Studying psychological affective states through physiological signals
The proliferation of smartwatches and wearable devices, equipped with a variety of sensors to obtain physiological readings, enables the study of psychological aspects of human behaviour ‘in-the-wild’ and establish physiological computing as an emerging research area. Along these lines, I will share a summary and some thoughts from a recent talk that I attended about this topic at the UCLIC’s (UCL’s Interaction Centre) seminar in London. More about UCLIC’s seminars and events: https://uclic.ucl.ac.uk/news-events-seminars
The talk was titled “Physiological Computing towards Mental Disability Innovation” and was delivered by Youngjun Cho, an Assistant Professor in the Department of Computer Science at UCL. The central topic revolved around physiological computing — as nicely framed by Youngjun — “technology that listens to our bodily functions and psychological needs and adapts its functionality”. This technology is capable of tracking our biological signals in our daily lives and offers an alternative source of implicit data to study psychological aspects of our behaviour.

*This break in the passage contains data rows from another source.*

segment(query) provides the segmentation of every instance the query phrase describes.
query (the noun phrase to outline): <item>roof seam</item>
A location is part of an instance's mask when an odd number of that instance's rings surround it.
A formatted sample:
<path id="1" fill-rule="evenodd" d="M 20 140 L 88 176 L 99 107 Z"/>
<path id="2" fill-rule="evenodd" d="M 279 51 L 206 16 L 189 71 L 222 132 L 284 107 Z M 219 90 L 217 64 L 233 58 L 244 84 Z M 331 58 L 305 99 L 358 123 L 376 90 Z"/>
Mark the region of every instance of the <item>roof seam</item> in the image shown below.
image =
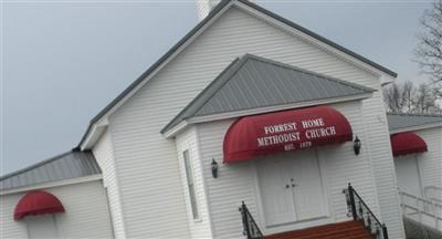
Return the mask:
<path id="1" fill-rule="evenodd" d="M 366 87 L 364 85 L 356 85 L 356 84 L 352 84 L 350 82 L 346 82 L 346 81 L 343 81 L 343 80 L 339 80 L 339 79 L 335 79 L 335 77 L 332 77 L 332 76 L 328 76 L 328 75 L 324 75 L 324 74 L 320 74 L 320 73 L 312 72 L 312 71 L 308 71 L 308 70 L 305 70 L 305 69 L 301 69 L 301 67 L 297 67 L 297 66 L 294 66 L 294 65 L 288 65 L 288 64 L 285 64 L 285 63 L 275 62 L 275 61 L 272 61 L 272 60 L 269 60 L 269 59 L 263 59 L 263 58 L 260 58 L 260 56 L 256 56 L 256 55 L 253 55 L 253 54 L 249 54 L 249 55 L 251 55 L 252 59 L 256 60 L 256 61 L 274 64 L 274 65 L 280 66 L 280 67 L 284 67 L 284 69 L 287 69 L 287 70 L 291 70 L 291 71 L 296 71 L 296 72 L 309 74 L 309 75 L 313 75 L 313 76 L 319 76 L 319 77 L 322 77 L 324 80 L 336 82 L 336 83 L 339 83 L 341 85 L 346 85 L 346 86 L 349 86 L 349 87 L 352 87 L 352 89 L 356 89 L 356 90 L 368 91 L 368 92 L 375 92 L 376 91 L 375 89 Z"/>
<path id="2" fill-rule="evenodd" d="M 101 117 L 103 117 L 108 111 L 110 111 L 119 101 L 122 101 L 130 91 L 133 91 L 138 84 L 140 84 L 148 75 L 150 75 L 158 66 L 160 66 L 169 56 L 171 56 L 175 53 L 175 51 L 177 51 L 179 48 L 181 48 L 182 44 L 185 44 L 189 39 L 191 39 L 191 37 L 194 33 L 200 31 L 204 24 L 207 24 L 214 15 L 217 15 L 225 6 L 228 6 L 232 1 L 241 2 L 250 8 L 253 8 L 255 10 L 262 12 L 263 14 L 274 18 L 275 20 L 281 21 L 284 24 L 287 24 L 288 27 L 291 27 L 295 30 L 298 30 L 307 35 L 311 35 L 312 38 L 349 55 L 350 58 L 357 59 L 365 64 L 371 65 L 372 67 L 378 69 L 379 71 L 381 71 L 392 77 L 397 77 L 397 75 L 398 75 L 396 72 L 393 72 L 387 67 L 383 67 L 382 65 L 377 64 L 377 63 L 364 58 L 362 55 L 355 53 L 355 52 L 352 52 L 352 51 L 350 51 L 350 50 L 348 50 L 324 37 L 320 37 L 319 34 L 316 34 L 313 31 L 309 31 L 308 29 L 301 27 L 281 15 L 277 15 L 276 13 L 273 13 L 257 4 L 254 4 L 254 3 L 245 1 L 245 0 L 222 0 L 209 12 L 209 14 L 202 21 L 200 21 L 192 30 L 190 30 L 182 39 L 180 39 L 172 48 L 170 48 L 170 50 L 168 50 L 157 62 L 155 62 L 151 66 L 149 66 L 138 79 L 136 79 L 128 87 L 126 87 L 119 95 L 117 95 L 117 97 L 115 97 L 108 105 L 106 105 L 102 111 L 98 112 L 97 115 L 95 115 L 90 121 L 90 125 L 87 126 L 87 129 L 84 133 L 84 135 L 83 135 L 82 139 L 80 141 L 78 146 L 76 146 L 76 148 L 81 148 L 81 145 L 86 139 L 93 125 L 96 122 L 98 122 Z"/>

The talk was structured around three key components: (a) sensing: The use of different sensors to capture physiological signals (e.g., cardiac, respiratory), (b) recognition: The application of machine-learning algorithms to extract meaningful information from physiological signals, which in turn are being used as input to classification algorithms, and (c) feedback: How the feedback is communicated with the end user (e.g., visual, haptic, auditory).

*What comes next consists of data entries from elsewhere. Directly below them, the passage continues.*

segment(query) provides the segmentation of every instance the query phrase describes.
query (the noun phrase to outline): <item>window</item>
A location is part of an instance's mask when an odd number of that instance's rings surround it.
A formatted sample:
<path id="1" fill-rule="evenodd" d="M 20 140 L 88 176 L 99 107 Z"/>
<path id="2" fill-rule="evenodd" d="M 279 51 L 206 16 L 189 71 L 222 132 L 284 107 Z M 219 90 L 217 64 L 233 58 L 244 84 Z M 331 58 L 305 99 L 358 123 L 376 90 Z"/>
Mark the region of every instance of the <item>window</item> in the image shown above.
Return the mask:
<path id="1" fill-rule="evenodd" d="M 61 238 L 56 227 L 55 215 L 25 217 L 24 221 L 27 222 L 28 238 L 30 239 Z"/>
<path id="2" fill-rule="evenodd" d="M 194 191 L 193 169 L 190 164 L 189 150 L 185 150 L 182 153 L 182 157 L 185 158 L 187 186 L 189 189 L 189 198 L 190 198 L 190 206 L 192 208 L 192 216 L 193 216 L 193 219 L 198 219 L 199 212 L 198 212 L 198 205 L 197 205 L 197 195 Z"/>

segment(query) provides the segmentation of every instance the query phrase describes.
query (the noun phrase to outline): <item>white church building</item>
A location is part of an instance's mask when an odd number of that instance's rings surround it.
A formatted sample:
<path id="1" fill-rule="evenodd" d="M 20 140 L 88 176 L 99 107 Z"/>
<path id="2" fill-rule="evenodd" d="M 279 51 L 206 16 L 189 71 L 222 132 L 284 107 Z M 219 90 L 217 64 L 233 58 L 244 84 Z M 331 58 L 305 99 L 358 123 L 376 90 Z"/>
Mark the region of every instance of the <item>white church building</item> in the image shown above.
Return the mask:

Youngjun presented a series of studies in which he utilized thermal imaging cameras for sensing physiological signals and developed models that recognize people’s psychological stress levels and respiration tracking. Thermal imaging camera is a type of thermographic camera that is used to study heat patterns of materials and organisms. The different use cases presented in the talk utilized low-cost thermal imaging cameras to associate thermal signatures with a person’s psychological affective state.
In particular, I liked the inference of perceived mental stress using smartphone-based photoplethysmography (PPG) and thermal imaging. PPG is a simple and low-cost optical technique to detect blood volume changes by shedding light, which in turn the increased pulse pressure causes measurable difference in the amount of light reflected back, resulting the light absorption. Combining all these technologies, he presented a system that continuously measures a person’s blood volume pulse, the time variability between successive heartbeats (R-R intervals) and 1D thermal signature of the nose tip. By exposing participants in a series of mathematical tasks that induced different levels of perceived stress, they were able to develop models for instant mental stress recognition. He discussed a new preprocessing approach that enhances signal’s quality obtained from thermal imaging cameras, and presented a neural network model trained using an array of R-R intervals and thermal directionality features to learn high-level mental stress levels. More information about his studies here: http://youngjuncho.com/
To sum up, data obtained from mobile- and wearable-devices represent a rich source of implicit data about people’s daily lives. That is, it will enable the study of people’s psychological affective states such as stress, emotions, experiences, perception through the lens of people’s biological responses, away from the lab, in order to facilitate the creation of new tools and forms of augmented human interactions.